In order to help the economy, the Federal Reserve has already lowered interest rates, and US Treasury securities are yielding unprecedented low rates of return. And it’s still possible that, like some European countries, US Treasuries could provide a negative rate of return — that means you will get less than your initial principal at maturity! This may be good news for borrowers — businesses and corporations, as well as a good time to refinance a mortgage. But for savers and investors, it makes for historically low returns on bonds and related fixed income products like annuities and CDs. And of course, if the US does enter a recession, it’s certainly possible corporate defaults and bankruptcies could spike.
So, the question every investor must ask themselves it what to do NOW? As in any crisis, rule number one is always — don’t panic! It’s pretty well established that the professionals, let alone the average investor, can never pick the tops or the bottoms of markets. It’s just not possible to pick the absolute best time to buy or sell. In fact, it’s pretty common for many investors to panic, sell at the lows, and miss rebounds when they do occur.
Markets will occasionally experience dramatic drops — the real estate bubble, 911, the dot com crash, just to name a few. These so-called “black swan events," or events that are a complete surprise and have significant impacts, have hit markets since markets existed. But the fact is, long-term investing has a very good track record. During the 87-year period from 1928 to 2015, the S&P 500 returned an average of 9.5% per year. That’s pretty darn good.
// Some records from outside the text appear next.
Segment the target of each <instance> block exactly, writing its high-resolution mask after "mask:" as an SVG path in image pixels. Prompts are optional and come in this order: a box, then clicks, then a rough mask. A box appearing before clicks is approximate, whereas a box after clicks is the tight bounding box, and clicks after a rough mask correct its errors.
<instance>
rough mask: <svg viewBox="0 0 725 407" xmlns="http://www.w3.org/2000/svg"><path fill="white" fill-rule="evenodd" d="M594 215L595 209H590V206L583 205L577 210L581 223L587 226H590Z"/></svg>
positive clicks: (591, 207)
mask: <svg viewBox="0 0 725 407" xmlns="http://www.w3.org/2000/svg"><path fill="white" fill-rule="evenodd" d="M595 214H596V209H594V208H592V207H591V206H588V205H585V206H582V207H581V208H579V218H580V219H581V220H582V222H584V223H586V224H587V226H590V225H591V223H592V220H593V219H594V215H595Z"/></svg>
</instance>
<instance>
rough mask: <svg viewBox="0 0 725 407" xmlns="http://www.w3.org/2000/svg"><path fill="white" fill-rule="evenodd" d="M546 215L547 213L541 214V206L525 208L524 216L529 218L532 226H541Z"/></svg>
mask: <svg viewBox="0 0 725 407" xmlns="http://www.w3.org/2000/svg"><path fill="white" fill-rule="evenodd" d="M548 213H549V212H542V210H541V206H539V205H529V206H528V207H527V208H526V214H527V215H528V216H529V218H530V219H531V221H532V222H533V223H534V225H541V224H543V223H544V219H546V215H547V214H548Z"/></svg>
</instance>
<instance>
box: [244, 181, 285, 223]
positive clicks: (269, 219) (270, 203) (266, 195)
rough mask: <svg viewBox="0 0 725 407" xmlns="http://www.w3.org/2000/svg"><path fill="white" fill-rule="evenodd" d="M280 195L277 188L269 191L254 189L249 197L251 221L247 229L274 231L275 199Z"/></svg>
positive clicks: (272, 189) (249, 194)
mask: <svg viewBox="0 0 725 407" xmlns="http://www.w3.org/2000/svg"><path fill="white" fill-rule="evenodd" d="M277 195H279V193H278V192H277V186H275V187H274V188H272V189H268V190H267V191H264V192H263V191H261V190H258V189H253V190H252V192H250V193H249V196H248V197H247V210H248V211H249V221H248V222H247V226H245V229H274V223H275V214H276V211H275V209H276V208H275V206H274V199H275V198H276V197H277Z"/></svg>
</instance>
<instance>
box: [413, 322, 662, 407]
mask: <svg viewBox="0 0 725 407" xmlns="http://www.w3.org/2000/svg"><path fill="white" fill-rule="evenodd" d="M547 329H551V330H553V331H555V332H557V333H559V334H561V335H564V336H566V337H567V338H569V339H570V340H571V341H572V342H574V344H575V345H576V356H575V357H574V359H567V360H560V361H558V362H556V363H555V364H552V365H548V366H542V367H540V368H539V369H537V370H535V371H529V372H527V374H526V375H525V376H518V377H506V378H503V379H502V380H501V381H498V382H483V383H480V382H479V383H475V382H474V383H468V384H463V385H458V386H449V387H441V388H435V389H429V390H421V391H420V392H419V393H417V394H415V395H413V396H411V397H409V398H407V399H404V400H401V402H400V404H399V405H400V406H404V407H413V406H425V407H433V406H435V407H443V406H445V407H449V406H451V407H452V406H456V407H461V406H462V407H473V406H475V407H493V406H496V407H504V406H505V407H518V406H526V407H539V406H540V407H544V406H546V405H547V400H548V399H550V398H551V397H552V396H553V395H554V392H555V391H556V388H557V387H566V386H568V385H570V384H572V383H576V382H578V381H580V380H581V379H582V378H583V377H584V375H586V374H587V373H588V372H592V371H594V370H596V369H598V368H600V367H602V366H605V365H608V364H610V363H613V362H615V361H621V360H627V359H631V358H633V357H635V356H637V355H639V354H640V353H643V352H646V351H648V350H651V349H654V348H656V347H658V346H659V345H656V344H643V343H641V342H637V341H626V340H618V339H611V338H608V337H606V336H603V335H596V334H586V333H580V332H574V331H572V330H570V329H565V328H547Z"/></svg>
And over any 20-year period, the S&P 500 has always posted a positive return, no matter when you invested. Investors need to always remember that stocks need to be thought of as long-term investments. Buy stocks (or other securities) for short term gains can be risky and uncertain.
There’s no doubt the current crisis will pass. Business and government will go back to “normal.”Time and again, it’s been proven that having a plan and sticking to it is best course of action. And, if you have the funds, there certainly will be some great investment opportunities to be had.